Die Zuhörer bleiben gleichmütig. Wer antreibt und die anderen ins Unglück hetzen will, darf nicht auf Mitleid rechnen, wenn ihm selbst etwas passiert. Wenn's trifft, denn trifft's; und meistens trifft es ja doch die, die mit dem Grubenlämpchen die Stollen bäuchlings durchkriechen und die Kohle hacken. Es gehört schon eine Portion Fatalismus dazu, Bergmann zu sein. Im Jahre 1928 hat jeder fünfte deutsche Bergmann einen schweren Unfall erlitten und jeder hundertste Kumpel hat den Unfallstod sterben müssen.

Aber nicht nur der Bergmann trägt sein Blut, seine geraden Knochen und sein ganzes lebendiges Leben mit der Ware Arbeitskraft zu Markt. Auch ein Metallarbeiter kommt zu Wort und weiß dem Fremden zu diesem Thema was zu erzählen.

»Ja, wenn unsereins mal nur en bißken schlapp macht, dann kann ihm das gleich Hals und Kragen kosten. Meinen kleinen Finger und die bessere Hälfte vom Ringfinger hab' ich auch an der Drehbank gelassen; aber was mein jüngerer Bruder war, das ist jetzt schon über ein Jahr her, und war ein so feiner Kerl, der Junge, zweiundzwanzig Jahre alt und immer offen (au fait) und immer voll Gedanken: Wir möchten auch mal leben wie ein Mensch, und was lernen, und die Schinderei nur für die andern wird mal ein End' haben und der Arbeitsmann wird sich besinnen und sich selber helfen, weil ihm die andern doch nicht helfen; nur weil die allermeisten schlafen und so feige Hunde sind, geht's damit nicht voran. Solche Gedanken machte sich der Junge immer.

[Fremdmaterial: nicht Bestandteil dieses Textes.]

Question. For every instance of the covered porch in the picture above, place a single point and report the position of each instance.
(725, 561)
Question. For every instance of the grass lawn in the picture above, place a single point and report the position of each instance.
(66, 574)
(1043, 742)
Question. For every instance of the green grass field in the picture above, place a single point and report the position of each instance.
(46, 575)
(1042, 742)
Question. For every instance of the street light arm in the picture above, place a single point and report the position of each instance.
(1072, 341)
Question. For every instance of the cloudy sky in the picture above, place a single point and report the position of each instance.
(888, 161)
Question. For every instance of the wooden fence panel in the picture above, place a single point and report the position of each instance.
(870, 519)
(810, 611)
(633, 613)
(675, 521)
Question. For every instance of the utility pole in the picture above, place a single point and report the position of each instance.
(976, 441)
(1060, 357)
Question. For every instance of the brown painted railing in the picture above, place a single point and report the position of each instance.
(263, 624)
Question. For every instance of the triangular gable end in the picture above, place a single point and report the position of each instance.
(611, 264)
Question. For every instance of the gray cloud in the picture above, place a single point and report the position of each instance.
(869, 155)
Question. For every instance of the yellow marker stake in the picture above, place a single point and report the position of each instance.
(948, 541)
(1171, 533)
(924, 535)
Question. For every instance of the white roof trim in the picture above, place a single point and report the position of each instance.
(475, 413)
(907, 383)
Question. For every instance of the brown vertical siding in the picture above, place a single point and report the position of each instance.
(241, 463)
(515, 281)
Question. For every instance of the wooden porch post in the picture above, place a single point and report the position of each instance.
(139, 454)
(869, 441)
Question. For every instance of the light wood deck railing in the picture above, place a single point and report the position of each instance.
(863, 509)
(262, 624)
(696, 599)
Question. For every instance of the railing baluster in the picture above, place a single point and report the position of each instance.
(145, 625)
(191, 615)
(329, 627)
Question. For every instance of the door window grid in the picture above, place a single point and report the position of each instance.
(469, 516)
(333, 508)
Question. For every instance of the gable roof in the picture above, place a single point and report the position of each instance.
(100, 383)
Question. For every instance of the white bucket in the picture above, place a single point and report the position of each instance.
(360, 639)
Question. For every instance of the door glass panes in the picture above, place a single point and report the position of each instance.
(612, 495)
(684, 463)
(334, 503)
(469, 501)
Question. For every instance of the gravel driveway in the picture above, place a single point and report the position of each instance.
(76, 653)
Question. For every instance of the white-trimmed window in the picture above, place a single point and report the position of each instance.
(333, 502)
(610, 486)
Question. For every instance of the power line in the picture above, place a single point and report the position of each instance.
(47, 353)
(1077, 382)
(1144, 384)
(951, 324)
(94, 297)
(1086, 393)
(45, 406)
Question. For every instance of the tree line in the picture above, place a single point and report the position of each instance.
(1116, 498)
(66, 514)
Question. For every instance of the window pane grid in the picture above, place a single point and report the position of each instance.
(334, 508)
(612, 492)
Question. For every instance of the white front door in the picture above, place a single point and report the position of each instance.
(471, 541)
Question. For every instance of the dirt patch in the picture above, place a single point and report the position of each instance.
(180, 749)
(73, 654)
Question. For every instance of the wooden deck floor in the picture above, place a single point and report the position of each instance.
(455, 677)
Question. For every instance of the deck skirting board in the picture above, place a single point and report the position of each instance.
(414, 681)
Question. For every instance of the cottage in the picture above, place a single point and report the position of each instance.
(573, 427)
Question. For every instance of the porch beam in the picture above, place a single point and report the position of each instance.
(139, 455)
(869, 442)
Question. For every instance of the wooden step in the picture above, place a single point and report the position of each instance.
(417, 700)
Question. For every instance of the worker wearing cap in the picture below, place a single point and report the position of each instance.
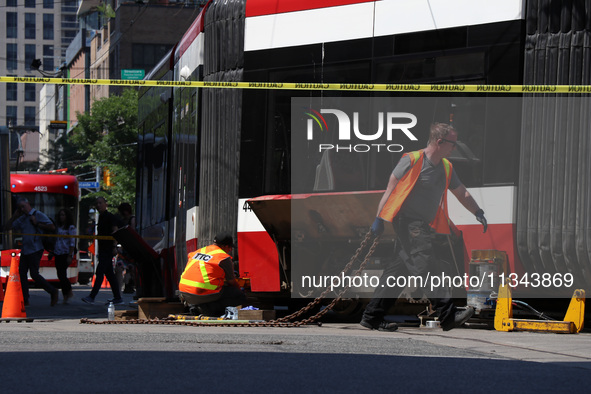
(208, 284)
(415, 201)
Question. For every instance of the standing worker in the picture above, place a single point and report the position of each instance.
(107, 225)
(31, 222)
(208, 284)
(415, 202)
(64, 250)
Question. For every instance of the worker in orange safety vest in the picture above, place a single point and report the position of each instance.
(208, 284)
(415, 201)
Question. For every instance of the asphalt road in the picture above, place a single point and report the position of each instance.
(56, 353)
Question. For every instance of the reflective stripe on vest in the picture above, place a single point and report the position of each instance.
(205, 283)
(441, 222)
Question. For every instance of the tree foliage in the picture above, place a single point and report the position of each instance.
(107, 138)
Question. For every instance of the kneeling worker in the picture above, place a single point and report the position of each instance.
(208, 284)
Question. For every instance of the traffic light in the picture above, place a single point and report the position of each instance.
(107, 177)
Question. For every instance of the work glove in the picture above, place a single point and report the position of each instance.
(377, 228)
(480, 217)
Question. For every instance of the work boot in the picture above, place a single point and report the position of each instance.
(460, 317)
(381, 326)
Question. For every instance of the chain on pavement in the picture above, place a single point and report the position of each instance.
(287, 321)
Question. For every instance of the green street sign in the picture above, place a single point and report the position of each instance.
(132, 74)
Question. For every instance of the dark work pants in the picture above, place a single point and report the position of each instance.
(61, 266)
(229, 296)
(105, 269)
(418, 252)
(30, 263)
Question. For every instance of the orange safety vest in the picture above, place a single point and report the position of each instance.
(203, 274)
(441, 223)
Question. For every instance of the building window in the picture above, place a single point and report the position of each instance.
(146, 56)
(11, 25)
(48, 26)
(11, 57)
(48, 57)
(29, 55)
(29, 25)
(11, 115)
(30, 115)
(11, 90)
(30, 92)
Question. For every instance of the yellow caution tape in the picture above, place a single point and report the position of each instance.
(436, 88)
(101, 237)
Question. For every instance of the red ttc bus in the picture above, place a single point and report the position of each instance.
(47, 193)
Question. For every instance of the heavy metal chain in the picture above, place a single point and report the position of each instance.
(281, 322)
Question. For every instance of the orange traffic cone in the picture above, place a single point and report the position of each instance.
(14, 304)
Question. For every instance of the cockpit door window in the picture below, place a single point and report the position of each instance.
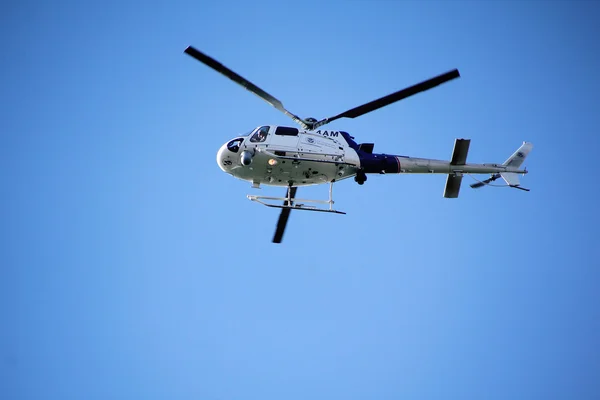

Den ganzen Tag war mir schon so komisch im Betrieb. Der ganze Rummel und das Gekrach und Gesurre ging mir an dem Tag so komisch auf die Nieren. Na, an meiner Drehbank, da ging's um den Akkord. Da läßt man keenen Blick von der Zeichnung und hält sich dran, bis dann die Klingel gellt. Arbeitpause! Gott sei Dank! denkt man und stellt den verfluchten Schnurrkasten ab. Mein Bruder war Fräser im gleichen Betrieb. Mit einemal schickt er mir 'nen Jungen, ihm war so übel, ich sollte nach ihm sehen. Nur wußte ich, daß mit seine Braut irgend was nicht in Ordnung war, sie bekamen keine Wohnung, und was die Mutter von der Braut war, die wollte meinen Bruder nicht ins Haus nehmen, und bei uns da war auch alles knüppelhagelvoll und auch kein Plätzchen frei für das junge Glück. Also ich stauch' ihn zusamm' und sag' ihm, er könnt nicht so einfach blau machen, wo der Vater schon, wer weiß wie lang, ohne Arbeit, und wir haben ja auch noch Stücker vier jüngere Geschwister, und eines geht in die Handelsschule, und er soll keine Fisimatenten machen wegen seiner Martha. Und dann war die Pause auch schon rum. Aber so gegen 12 Uhr, da steht plötzlich der Werkmeister hinter mir und sagt: ›Kommen Sie, es ist ein Unglück passiert.‹ Wie ein Blitzschlag hat's mich durchruckt, und was ich in der Fräserei zu sehen kriegte, das war schaurig.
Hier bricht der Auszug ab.